Ray had worded his reply very cautiously, but he could not prevent himself from laying a slight emphasis upon the adverb, for he had resolved that if Mrs. Montague had been concerned in any way in a plot against Mona's honor or happiness, he would not spare her, nor any effort to prove it to his father, and thus prevent him, if possible, from ruining his own life by a union with such a false and unscrupulous woman.
"Thank you, Ray," Mr. Palmer replied, but not in a remarkably hopeful tone, and then remarking that he had a little matter of business to attend to, Ray went out.
Late as it was, he hastened to a cable office, hoping to be able to send a night dispatch to Havana, but he found the place closed, therefore he was obliged to retrace his steps, and wait until morning.

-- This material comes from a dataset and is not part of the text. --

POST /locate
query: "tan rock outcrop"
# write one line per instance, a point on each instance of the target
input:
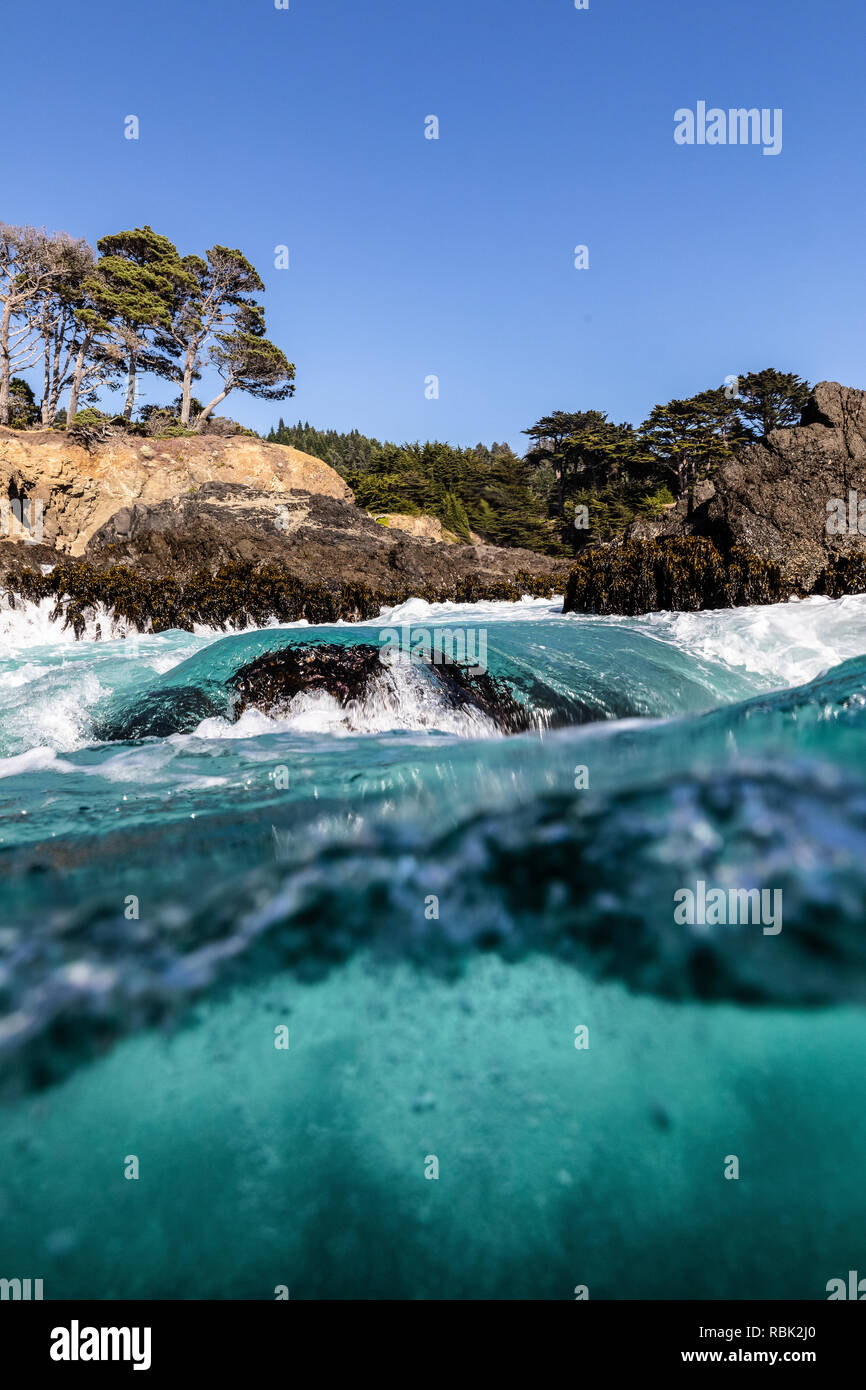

There was not much sleep or rest for him that night. His faith in Mona's truth and constancy had all returned, but he was terribly anxious about her, for the more he thought over what he had heard, the more he was convinced that she was the victim of some cunning plot that might make her very wretched, even if it failed to accomplish its object. He knew that she was very spirited, and would not be likely to submit to the wrong that had been perpetrated against her, and this of itself might serve to make her situation all the more perilous.
He was at the cable office by the time it was opened the next morning, and dispatched the following message to the American Consul in Havana:
"Couple, registered as Mr. and Mrs. Louis Hamblin, sailed from New Orleans for Havana, April 28th. Search for them in Havana hotels. Succor young lady, who is not Mrs. Hamblin. Answer."